Monday, October 3, 2011

Sleep Better and Eliminate Insomnia Without Drugs or Supplements

Many of you are familiar with the term "insomnia." People who suffer from insomnia may not even be aware of the psychological factors that trigger and prevent them from getting enough sleep. There are oftentimes characteristics of anxiety in which people are essentially afraid of not being able to sleep peacefully at night. Some people even try to trick themselves into falling asleep quicker by going to bed earlier than usual, only to find out that it's more counter-productive than it is beneficial.
To further elaborate, people who suffer from insomnia must understand the different types of insomnia in order to determine a possible treatment option that best fits their particular situation.
There are three different types of insomnia:
Transient insomnia - This is usually short term and can sometimes be the result of emotional excitement, temporary changes in sleep environment, mild symptoms of stress, or even depression. Most people are able to adjust within a few days without any adverse side effects.
Acute insomnia - Lasts for several days or weeks. People who suffer from this type of insomnia are unable to get a consistent nights sleep for a period of less than a month, due to recovering from a serious illness or being under great pressure. There are options out there, such as seeking the advice from a medical doctor or using self-help relaxation audio sessions such as those found in the Insomnia Solutions Series in the QDreams Mind Library.
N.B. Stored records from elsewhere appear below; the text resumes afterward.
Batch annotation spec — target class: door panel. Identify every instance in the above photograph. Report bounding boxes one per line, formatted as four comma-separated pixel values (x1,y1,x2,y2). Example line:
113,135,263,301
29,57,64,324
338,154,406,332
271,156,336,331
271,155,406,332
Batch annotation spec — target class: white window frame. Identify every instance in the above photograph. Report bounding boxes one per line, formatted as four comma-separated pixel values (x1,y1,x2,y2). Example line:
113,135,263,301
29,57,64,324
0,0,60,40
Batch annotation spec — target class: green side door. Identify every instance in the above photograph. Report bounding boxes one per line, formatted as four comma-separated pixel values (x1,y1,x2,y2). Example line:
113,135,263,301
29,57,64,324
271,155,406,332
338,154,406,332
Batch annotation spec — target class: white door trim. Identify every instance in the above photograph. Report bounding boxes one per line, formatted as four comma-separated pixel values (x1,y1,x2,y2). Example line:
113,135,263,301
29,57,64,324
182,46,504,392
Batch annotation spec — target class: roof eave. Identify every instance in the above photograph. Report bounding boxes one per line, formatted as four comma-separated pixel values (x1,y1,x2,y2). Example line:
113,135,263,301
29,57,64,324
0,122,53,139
Chronic insomnia - This type of insomnia can last for periods of more than a month. It can either be caused by another disorder or in some cases be the primary disorder itself. This is the most extreme type of insomnia that debilitates people from carrying on and living normal lives. They are under constant pressure and can almost never fall asleep. Treating chronic insomnia requires the help from doctors and psychologists to overcome this constant uphill battle.
Getting enough sleep (6-8 hours) a night is one of the most important things you can do for your body. During sleep, our brain is being restored and our bodies are rejuvenating in many different ways. Although it might not be the easiest thing to do - especially for those who suffer from any of the three types of insomnia above, you can certainly begin to make small changes on a daily basis that will help put you back on track to getting the normal nights sleep you deserve.
5 Tips to Help You Sleep Better
Exercise - Studies have shown that 30 minutes of physical exercise each day can dramatically help you get more sleep. Try and include a variety of movements in your workout that involves different muscle groups. Weight training and cardio training are two of the most popular forms of exercise. Performed consistently, a person should have no trouble going to bed at night. However, don't exercise too close to bedtime or it may keep you awake. Mornings usually work best if you can fit it into your schedule.
Avoid certain snacks - You'll want to avoid eating grains or sugars a few hours prior to bed. These foods can raise your blood sugar levels and delay sleep. During the middle of the night, once your blood sugar drops, you may wake up and be unable to fall back asleep.
Listen to relaxation CD's - Some people find the sounds of nature, such as the ocean or forest, to be soothing for sleep.
Avoid drugs - Many types of drugs, both prescription and over-the-counter, may affect sleep. It's best to consider using alternative methods such as brainwave entrainment & relaxation audio sessions to address the condition causing the drugs to be taken in the first place.
Avoid alcohol - Drinking alcohol has a tendency to leave you feeling drowsy, but the effects are short lived and you will usually wake up several hours later, unable to fall back asleep. This will make it almost impossible to enter the deepest stage of sleep, where your body does most of its healing.
Habitual behaviors often play a key role in insomnia and should be looked at. Some relevant issues may come to light just through moderate introspection. Once you understand what may be the cause, you can better determine what treatment to engage in.